Ma resta tutto ancora da scrivere il capitolo del deposito definitivo (endlager) dove stoccare le migliaia di tonnellate di bidoni tossici che rappresentano l’eredità complessiva del programma nucleare tedesco avviato negli anni Sessanta e fermato dall’ex cancelliera Angela Merkel venti giorni dopo il disastro di Fukushima.

Secondo il cronoprogramma del governo Scholz entro i prossimi otto anni bisognerà trovare «una cavità sotterranea profonda almeno un chilometro in grado di ospitare in sicurezza per almeno un milione di anni» tutti i rifiuti catalogati come High level Waste.

IN COMPENSO la mancanza dei watt nucleari non rappresenterà un problema per la sicurezza degli approvvigionamenti energetici. «La situazione è sotto controllo grazie agli alti livelli negli impianti di riserva del gas, ai nuovi terminali di Gnl e – non da ultimo – al deciso aumento delle rinnovabili» tiene a precisare il ministro dell’Economia, Robert Habeck, leader dei Verdi.
Non prima di aver precisato come «la costruzione di nuove centrali nucleari si è sempre rivelata un fiasco economico, sia in Francia che nel Regno Unito o in Finlandia, mentre gli operatori tedeschi non sono più interessati al settore. Il nostro sistema energetico in futuro sarà completamente diverso: entro il 2030 la Germania produrrà l’80% della sua energia da fonti rinnovabili».

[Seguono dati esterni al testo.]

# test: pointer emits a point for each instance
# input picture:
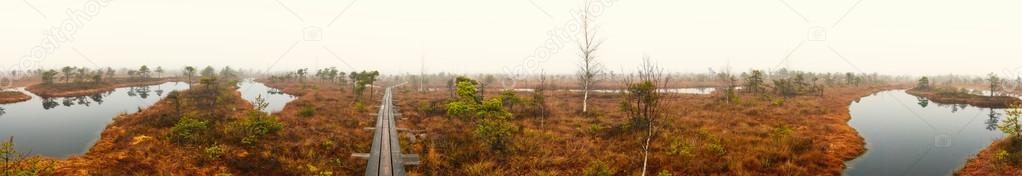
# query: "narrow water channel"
(910, 135)
(61, 127)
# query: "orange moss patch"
(12, 96)
(976, 100)
(985, 163)
(805, 135)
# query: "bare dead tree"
(646, 101)
(590, 70)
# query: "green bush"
(254, 127)
(307, 111)
(215, 152)
(188, 130)
(14, 163)
(361, 107)
(497, 133)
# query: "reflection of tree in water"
(991, 123)
(51, 102)
(955, 107)
(140, 91)
(923, 101)
(98, 98)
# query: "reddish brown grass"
(12, 96)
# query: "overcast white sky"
(915, 37)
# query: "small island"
(82, 81)
(12, 96)
(962, 96)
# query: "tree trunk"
(585, 100)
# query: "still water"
(277, 99)
(910, 135)
(60, 127)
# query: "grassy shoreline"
(806, 135)
(941, 96)
(82, 89)
(12, 96)
(985, 163)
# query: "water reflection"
(992, 119)
(275, 97)
(921, 139)
(65, 126)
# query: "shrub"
(215, 152)
(254, 127)
(1002, 156)
(307, 111)
(598, 168)
(496, 133)
(715, 148)
(14, 163)
(187, 130)
(361, 107)
(681, 148)
(483, 168)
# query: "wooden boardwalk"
(385, 158)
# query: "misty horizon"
(684, 37)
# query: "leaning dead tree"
(645, 102)
(590, 70)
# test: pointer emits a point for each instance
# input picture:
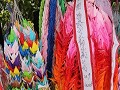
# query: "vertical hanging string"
(40, 16)
(50, 38)
(62, 4)
(45, 30)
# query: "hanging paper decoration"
(41, 16)
(45, 30)
(50, 37)
(82, 36)
(62, 4)
(24, 64)
(66, 67)
(116, 54)
(100, 28)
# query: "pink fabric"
(101, 42)
(45, 29)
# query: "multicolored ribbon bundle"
(77, 49)
(24, 64)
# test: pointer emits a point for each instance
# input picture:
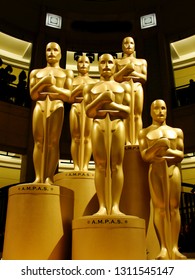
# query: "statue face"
(106, 65)
(159, 110)
(53, 52)
(83, 64)
(128, 45)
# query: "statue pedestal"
(82, 183)
(135, 197)
(38, 224)
(108, 238)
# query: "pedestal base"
(108, 238)
(135, 198)
(82, 183)
(38, 224)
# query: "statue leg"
(117, 155)
(38, 135)
(55, 123)
(87, 142)
(175, 192)
(75, 134)
(99, 155)
(157, 175)
(138, 108)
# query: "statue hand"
(108, 96)
(130, 67)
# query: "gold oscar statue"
(39, 215)
(80, 124)
(108, 234)
(108, 104)
(49, 87)
(162, 146)
(134, 70)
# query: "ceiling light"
(148, 21)
(54, 21)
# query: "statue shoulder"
(69, 73)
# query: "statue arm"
(77, 92)
(125, 71)
(174, 156)
(63, 93)
(37, 87)
(155, 152)
(124, 108)
(142, 75)
(92, 106)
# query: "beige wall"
(182, 76)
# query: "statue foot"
(37, 180)
(163, 255)
(177, 255)
(102, 211)
(116, 211)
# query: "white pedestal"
(38, 224)
(108, 238)
(82, 183)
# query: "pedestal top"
(113, 221)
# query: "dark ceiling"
(86, 23)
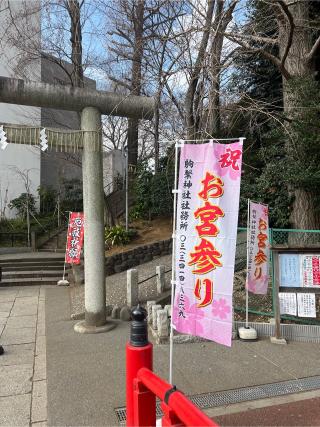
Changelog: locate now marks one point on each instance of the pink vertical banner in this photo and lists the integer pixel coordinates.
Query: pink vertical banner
(258, 249)
(206, 232)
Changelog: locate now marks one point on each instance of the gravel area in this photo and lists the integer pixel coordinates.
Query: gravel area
(116, 286)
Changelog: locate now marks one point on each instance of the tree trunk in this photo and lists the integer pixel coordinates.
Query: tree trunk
(303, 215)
(73, 8)
(133, 133)
(191, 119)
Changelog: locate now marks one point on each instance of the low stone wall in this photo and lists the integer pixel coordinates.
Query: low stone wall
(124, 261)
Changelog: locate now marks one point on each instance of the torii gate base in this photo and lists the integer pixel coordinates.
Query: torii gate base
(95, 290)
(91, 104)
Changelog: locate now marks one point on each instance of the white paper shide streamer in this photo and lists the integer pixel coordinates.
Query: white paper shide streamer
(3, 138)
(43, 140)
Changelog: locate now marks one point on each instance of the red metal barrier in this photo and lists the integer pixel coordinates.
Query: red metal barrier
(178, 409)
(143, 386)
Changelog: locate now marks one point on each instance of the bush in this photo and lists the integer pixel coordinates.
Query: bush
(118, 235)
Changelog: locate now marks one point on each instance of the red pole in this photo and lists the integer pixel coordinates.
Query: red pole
(138, 355)
(184, 409)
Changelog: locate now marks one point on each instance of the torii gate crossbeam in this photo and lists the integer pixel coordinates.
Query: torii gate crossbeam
(91, 104)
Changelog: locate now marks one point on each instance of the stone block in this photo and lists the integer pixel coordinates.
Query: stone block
(162, 323)
(18, 336)
(115, 312)
(15, 379)
(15, 410)
(155, 308)
(149, 311)
(21, 354)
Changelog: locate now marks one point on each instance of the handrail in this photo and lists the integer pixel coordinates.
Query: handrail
(184, 409)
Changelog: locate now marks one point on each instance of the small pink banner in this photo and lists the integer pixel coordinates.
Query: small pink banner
(75, 237)
(206, 232)
(258, 249)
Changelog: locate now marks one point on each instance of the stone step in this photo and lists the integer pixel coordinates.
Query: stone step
(30, 274)
(30, 282)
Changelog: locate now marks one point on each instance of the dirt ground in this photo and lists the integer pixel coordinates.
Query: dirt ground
(148, 232)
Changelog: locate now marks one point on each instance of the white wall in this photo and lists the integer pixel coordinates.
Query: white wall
(17, 158)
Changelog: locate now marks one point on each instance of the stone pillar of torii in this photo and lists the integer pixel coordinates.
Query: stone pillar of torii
(91, 104)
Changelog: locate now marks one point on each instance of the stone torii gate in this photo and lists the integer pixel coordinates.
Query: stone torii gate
(91, 104)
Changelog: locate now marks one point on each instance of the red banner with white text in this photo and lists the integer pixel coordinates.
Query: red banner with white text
(75, 237)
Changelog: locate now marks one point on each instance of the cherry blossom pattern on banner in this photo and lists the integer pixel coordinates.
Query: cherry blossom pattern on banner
(193, 320)
(229, 159)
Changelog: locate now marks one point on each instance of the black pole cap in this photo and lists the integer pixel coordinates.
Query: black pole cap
(139, 327)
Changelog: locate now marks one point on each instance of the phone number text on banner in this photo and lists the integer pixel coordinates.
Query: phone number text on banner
(206, 231)
(75, 237)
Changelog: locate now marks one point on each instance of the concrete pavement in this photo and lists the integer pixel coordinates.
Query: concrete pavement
(86, 373)
(50, 375)
(23, 390)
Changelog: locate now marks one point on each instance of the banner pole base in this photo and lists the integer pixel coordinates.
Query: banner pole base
(247, 334)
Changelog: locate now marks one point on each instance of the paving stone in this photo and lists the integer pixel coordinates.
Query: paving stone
(4, 314)
(29, 292)
(8, 293)
(40, 367)
(15, 379)
(24, 309)
(18, 336)
(39, 401)
(7, 297)
(15, 410)
(22, 322)
(18, 354)
(41, 329)
(40, 345)
(6, 306)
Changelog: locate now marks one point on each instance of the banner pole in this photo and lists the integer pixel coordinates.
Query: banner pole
(247, 291)
(173, 258)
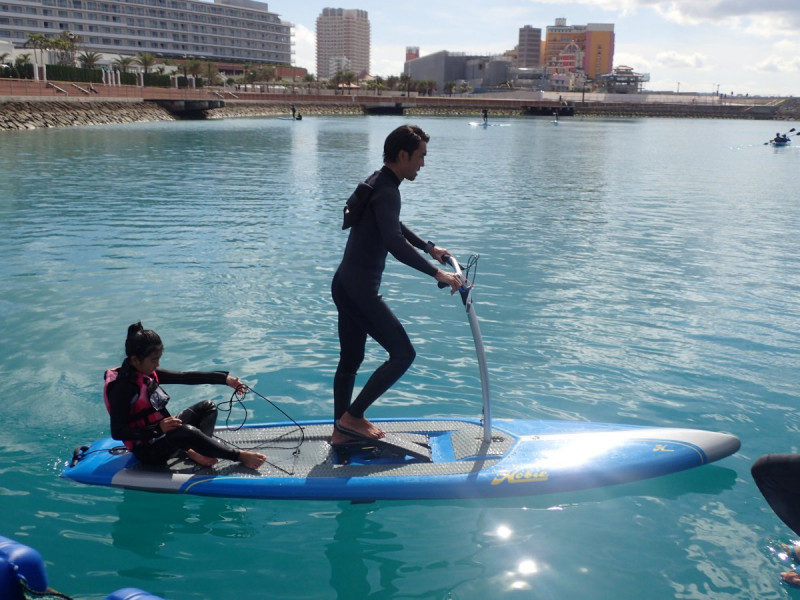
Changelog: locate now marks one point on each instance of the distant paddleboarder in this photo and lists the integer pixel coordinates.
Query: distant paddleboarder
(355, 288)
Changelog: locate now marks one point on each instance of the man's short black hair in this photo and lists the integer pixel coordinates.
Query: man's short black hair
(405, 137)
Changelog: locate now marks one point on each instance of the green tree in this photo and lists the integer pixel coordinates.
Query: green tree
(348, 79)
(21, 64)
(405, 82)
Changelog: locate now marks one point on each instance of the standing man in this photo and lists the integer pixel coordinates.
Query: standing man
(362, 311)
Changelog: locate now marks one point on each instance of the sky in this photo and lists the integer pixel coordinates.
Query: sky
(730, 46)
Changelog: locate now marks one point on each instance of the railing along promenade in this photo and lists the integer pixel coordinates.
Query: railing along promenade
(568, 103)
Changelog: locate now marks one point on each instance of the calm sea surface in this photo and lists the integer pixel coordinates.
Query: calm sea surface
(633, 271)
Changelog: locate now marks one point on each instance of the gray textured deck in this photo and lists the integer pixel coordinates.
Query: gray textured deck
(307, 453)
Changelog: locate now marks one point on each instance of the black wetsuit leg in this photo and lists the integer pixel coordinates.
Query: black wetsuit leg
(193, 434)
(778, 478)
(360, 316)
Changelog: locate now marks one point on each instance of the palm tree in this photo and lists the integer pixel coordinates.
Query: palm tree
(145, 60)
(21, 64)
(405, 81)
(122, 63)
(348, 79)
(379, 84)
(89, 59)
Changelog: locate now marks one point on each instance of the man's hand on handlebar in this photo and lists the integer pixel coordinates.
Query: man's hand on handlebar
(449, 279)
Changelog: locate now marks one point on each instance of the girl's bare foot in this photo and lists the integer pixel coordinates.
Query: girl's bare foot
(205, 461)
(251, 460)
(360, 426)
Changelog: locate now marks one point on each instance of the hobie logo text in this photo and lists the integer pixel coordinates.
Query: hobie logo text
(520, 476)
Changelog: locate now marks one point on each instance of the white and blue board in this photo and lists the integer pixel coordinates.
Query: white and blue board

Messaggio diretto ai contrari all’uscita dal nucleare: dai liberali partner nel governo che si sono visti cassare la proposta di tenere le centrali accese fino al 2024, fino ai cristiano-democratici secondo cui «sabato sarà il giorno più nero per la protezione del Clima» come denuncia l’ex ministro della Sanità, Jens Spahn, accusando Habeck di «preferire lo sporco delle centrali a carbone piuttosto che il pulito del nucleare». Poco importa alla Cdu se la leggenda sia stata scientificamente smentita dall’autorevole Agenzia federale per l’Ambiente con l’analisi del «forte inquinamento provocato dall’estrazione dell’uranio, funzionamento della centrale, e stoccaggio permanente dei rifiuti tossici».

CHI PAGHERÀ LA CHIUSURA delle centrali? Tredici anni fa il governo federale e gli operatori energetici hanno chiuso l’accordo sulle spese. In pratica lo Stato pagherà 33,2 euro per ogni megawattora non prodotto. Significa 2,4 miliardi di euro pubblici alle società Rwe, Vattenfall, Eon e Enbw come forma di risarcimento per la chiusura anticipata degli impianti non vetusti, come la relativamente giovane centrale di Krümmel gestita da Vattenfall.

In particolare Rwe incasserà 860 milioni a compensazione della breve vita della centrale di Mülheim-Kärlich (ha funzionato solo per 100 giorni) mentre insieme a Eon e Enbw riceverà altri 142 milioni per pareggiare gli investimenti effettuati alla vigilia della decisione di uscire dal nucleare. Gli oneri dello smantellamento saranno invece tutti a carico delle imprese. Solo per le tre centrali in chiusura sabato prossimo si prevedono da 500 milioni fino a 1 miliardo di euro per ogni impianto.